In 2025, the value of goods traded internationally surpassed $32 trillion. Behind every shipment, product, and service contract lies a critical, often invisible infrastructure: conformity assessment. Without trusted systems to verify that products meet safety and performance standards, global commerce as we know it would be impossible.
The Problem of Duplicated Testing
Historically, exporters faced a costly and time-consuming challenge: even when a product had been thoroughly tested in its country of origin, importing countries often required repeat testing at their own approved laboratories. This duplication added cost, delay, and uncertainty to international supply chains.
How Mutual Recognition Agreements Work
Mutual Recognition Agreements (MRAs) between accreditation bodies solve this problem.

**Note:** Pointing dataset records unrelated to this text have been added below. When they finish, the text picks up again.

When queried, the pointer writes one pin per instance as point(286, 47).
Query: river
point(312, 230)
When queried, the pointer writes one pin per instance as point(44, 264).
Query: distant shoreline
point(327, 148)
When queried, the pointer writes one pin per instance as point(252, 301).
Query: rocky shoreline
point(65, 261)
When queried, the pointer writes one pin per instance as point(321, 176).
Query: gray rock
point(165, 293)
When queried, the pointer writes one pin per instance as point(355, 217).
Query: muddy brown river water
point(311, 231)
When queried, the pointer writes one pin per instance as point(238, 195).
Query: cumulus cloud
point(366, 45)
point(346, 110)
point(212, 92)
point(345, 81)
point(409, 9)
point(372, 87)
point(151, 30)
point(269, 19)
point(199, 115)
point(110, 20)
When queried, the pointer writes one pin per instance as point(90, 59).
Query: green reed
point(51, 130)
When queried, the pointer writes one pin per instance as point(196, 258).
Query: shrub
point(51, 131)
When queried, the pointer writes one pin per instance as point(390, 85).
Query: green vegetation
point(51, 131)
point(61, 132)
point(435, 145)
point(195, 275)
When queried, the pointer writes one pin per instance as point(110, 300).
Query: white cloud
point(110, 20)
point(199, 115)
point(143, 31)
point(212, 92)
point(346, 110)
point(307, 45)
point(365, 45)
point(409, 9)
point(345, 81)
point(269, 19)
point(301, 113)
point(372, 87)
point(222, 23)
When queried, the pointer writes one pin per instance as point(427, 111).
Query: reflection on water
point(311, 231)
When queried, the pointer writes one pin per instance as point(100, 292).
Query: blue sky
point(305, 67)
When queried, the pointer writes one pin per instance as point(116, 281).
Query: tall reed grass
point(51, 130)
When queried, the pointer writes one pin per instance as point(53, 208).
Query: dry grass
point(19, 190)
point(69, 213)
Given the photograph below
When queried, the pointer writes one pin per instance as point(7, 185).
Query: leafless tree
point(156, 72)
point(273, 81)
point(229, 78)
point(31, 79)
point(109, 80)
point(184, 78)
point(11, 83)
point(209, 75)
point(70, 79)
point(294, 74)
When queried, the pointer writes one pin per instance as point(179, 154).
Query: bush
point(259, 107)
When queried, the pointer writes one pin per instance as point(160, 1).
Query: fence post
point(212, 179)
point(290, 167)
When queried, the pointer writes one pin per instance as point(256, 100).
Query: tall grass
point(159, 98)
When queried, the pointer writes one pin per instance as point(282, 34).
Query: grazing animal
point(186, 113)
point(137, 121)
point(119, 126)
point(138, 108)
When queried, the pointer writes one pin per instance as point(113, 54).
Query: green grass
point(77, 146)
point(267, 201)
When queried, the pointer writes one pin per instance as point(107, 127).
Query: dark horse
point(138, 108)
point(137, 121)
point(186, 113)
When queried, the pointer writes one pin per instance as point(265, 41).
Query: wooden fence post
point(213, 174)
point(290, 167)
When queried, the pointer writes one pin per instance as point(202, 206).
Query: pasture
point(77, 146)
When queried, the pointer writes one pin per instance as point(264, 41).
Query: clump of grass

Under an MRA, Country A's accreditation body agrees that certificates issued by Country B's accreditation body — for laboratories, inspection bodies, and certification bodies — are equivalent to those issued domestically.
This means an ISO/IEC 17025-accredited laboratory in the UK can issue test reports that are accepted in all MRA partner countries without re-testing. The product can flow freely.
The Role of UKICB in MRAs
UKICB is a signatory to multiple bilateral and multilateral mutual recognition arrangements. Our accreditation programme meets the requirements of the International Laboratory Accreditation Cooperation (ILAC) and the International Accreditation Forum (IAF) multilateral arrangements, meaning UKICB certificates are accepted in over 100 countries.
Economic Impact
Research by the World Trade Organisation suggests that the elimination of duplicate testing through mutual recognition reduces trade costs by an average of 3-5% for manufactured goods. For small and medium enterprises, this can represent the difference between international competitiveness and market exclusion.